When light enters the eye and hits the cone cells, the cones get excited and send signals to the brain through the visual cortex. Different wavelengths of light excite different combinations of cones to varying levels, which generates our perception of color. You can see that the red cones are most sensitive to light, and the blue cones are least sensitive. The sensitivity of green and red cones overlaps for most of the visible spectrum.

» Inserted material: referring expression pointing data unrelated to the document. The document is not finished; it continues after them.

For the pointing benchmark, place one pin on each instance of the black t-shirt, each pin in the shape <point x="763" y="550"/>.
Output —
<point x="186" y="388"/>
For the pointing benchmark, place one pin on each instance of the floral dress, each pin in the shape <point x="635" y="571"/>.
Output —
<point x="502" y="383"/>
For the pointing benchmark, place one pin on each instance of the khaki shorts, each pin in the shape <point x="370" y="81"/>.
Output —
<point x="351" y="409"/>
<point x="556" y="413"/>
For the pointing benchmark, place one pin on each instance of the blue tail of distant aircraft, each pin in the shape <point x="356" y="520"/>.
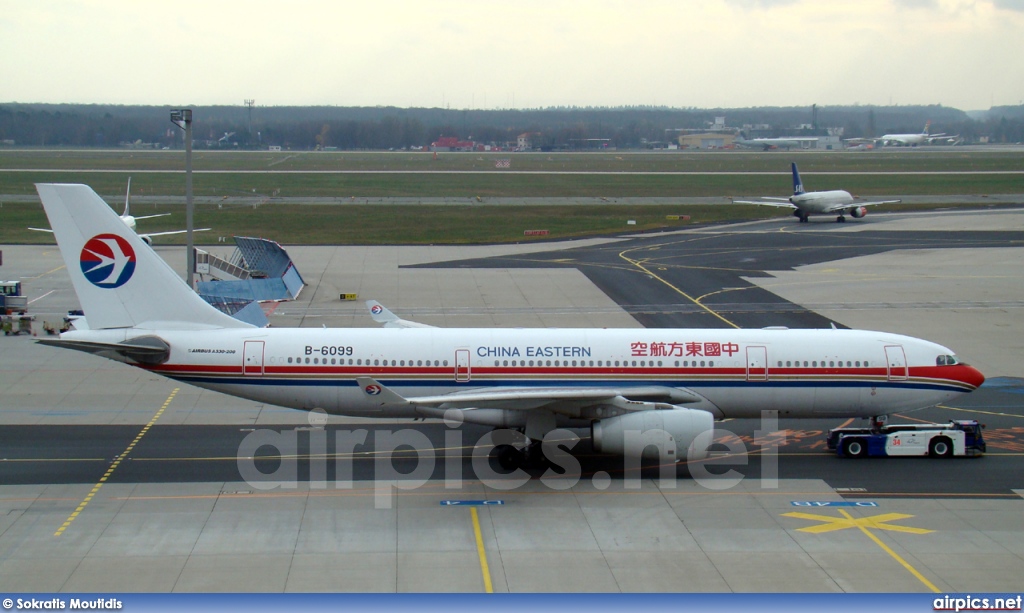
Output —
<point x="798" y="185"/>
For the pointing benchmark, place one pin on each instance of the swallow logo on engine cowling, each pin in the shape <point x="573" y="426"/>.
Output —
<point x="108" y="261"/>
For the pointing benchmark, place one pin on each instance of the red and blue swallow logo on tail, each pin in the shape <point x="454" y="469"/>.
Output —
<point x="108" y="261"/>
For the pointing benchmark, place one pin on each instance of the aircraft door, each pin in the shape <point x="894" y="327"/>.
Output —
<point x="252" y="358"/>
<point x="462" y="368"/>
<point x="896" y="362"/>
<point x="757" y="363"/>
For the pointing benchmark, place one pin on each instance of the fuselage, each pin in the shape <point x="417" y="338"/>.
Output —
<point x="736" y="373"/>
<point x="905" y="139"/>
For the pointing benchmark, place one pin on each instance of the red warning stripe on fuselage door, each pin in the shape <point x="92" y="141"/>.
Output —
<point x="252" y="360"/>
<point x="757" y="363"/>
<point x="462" y="370"/>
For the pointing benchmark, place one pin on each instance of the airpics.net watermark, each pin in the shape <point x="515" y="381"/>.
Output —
<point x="705" y="457"/>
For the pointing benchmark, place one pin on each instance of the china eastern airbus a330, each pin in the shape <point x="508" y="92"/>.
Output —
<point x="621" y="384"/>
<point x="804" y="204"/>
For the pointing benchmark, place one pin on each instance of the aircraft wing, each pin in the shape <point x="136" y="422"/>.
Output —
<point x="171" y="231"/>
<point x="384" y="316"/>
<point x="838" y="208"/>
<point x="152" y="216"/>
<point x="768" y="203"/>
<point x="561" y="400"/>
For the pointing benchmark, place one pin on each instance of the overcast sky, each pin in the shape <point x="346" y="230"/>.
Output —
<point x="514" y="53"/>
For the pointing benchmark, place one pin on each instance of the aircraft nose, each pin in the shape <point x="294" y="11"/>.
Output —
<point x="971" y="376"/>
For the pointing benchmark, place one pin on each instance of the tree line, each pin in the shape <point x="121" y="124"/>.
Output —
<point x="396" y="128"/>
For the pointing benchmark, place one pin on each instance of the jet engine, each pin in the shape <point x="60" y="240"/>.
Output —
<point x="654" y="434"/>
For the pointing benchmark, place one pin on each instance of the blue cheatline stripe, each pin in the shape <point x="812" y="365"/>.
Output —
<point x="544" y="383"/>
<point x="515" y="603"/>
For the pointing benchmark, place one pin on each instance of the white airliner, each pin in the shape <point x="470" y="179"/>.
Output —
<point x="785" y="142"/>
<point x="631" y="387"/>
<point x="130" y="220"/>
<point x="906" y="139"/>
<point x="805" y="204"/>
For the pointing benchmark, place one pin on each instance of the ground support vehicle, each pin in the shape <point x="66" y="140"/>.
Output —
<point x="962" y="437"/>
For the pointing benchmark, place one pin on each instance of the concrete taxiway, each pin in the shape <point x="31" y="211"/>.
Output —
<point x="97" y="510"/>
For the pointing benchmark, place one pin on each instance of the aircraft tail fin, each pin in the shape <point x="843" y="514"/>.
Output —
<point x="119" y="279"/>
<point x="798" y="185"/>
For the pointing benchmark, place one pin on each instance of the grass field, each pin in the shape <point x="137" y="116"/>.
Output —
<point x="263" y="176"/>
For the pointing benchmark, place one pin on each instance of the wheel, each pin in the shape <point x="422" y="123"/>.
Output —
<point x="940" y="447"/>
<point x="855" y="447"/>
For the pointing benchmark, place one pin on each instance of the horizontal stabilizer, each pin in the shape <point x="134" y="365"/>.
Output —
<point x="144" y="350"/>
<point x="385" y="317"/>
<point x="783" y="204"/>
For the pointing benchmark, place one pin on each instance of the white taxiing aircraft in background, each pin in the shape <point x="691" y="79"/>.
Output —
<point x="805" y="204"/>
<point x="641" y="392"/>
<point x="906" y="139"/>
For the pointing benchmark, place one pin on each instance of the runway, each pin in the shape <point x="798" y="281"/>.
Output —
<point x="117" y="480"/>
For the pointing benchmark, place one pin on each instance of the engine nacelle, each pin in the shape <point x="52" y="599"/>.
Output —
<point x="654" y="434"/>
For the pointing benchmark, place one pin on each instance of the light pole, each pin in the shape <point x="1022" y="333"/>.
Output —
<point x="182" y="119"/>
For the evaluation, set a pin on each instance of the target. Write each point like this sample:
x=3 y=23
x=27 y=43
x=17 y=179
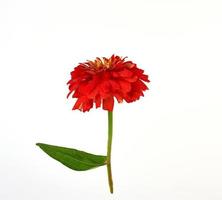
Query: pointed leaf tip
x=73 y=158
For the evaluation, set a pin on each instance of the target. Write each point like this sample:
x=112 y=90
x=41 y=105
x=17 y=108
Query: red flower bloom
x=101 y=80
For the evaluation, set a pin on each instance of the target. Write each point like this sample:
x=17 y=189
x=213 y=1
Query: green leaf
x=72 y=158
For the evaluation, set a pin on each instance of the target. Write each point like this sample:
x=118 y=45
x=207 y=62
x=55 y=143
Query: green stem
x=109 y=148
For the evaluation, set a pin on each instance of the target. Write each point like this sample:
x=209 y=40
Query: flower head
x=100 y=81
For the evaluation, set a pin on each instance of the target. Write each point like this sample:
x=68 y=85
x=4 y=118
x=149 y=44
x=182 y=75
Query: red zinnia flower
x=101 y=80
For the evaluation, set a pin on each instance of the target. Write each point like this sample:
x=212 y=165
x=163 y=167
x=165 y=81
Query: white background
x=167 y=146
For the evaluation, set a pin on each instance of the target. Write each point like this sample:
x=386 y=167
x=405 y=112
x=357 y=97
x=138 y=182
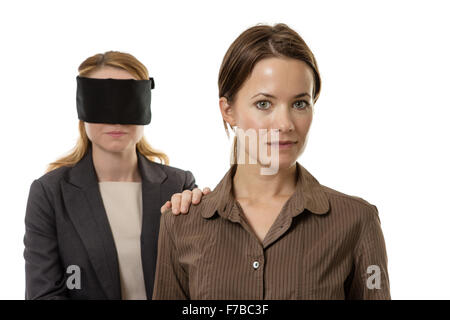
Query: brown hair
x=139 y=71
x=257 y=43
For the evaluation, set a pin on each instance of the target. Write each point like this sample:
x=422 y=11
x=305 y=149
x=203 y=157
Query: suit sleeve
x=44 y=275
x=189 y=181
x=171 y=281
x=370 y=280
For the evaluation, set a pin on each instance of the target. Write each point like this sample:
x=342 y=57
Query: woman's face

Here’s how your brain takes the signals of light intensity from the cones and turns it into color information. To see red or green, your brain finds the difference between the levels of excitement in your red and green cones. This is the red-green channel.
To get “brightness,” your brain combines the excitement of your red and green cones. This creates the luminance, or black-white, channel. To see yellow or blue, your brain then finds the difference between this luminance signal and the excitement of your blue cones. This is the yellow-blue channel.
From the calculations made in the brain along those three channels, we get four basic colors: blue, green, yellow, and red. Seeing blue is what you experience when low-wavelength light excites the blue cones more than the green and red.
Seeing green happens when light excites the green cones more than the red cones. Seeing red happens when only the red cones are excited by high-wavelength light.
Here’s where it gets interesting. Seeing yellow is what happens when BOTH the green AND red cones are highly excited near their peak sensitivity. This is the biggest collective excitement that your cones ever have, aside from seeing pure white.
Notice that yellow occurs at peak intensity in the graph to the right. Further, the lens and cornea of the eye happen to block shorter wavelengths, reducing sensitivity to blue and violet light.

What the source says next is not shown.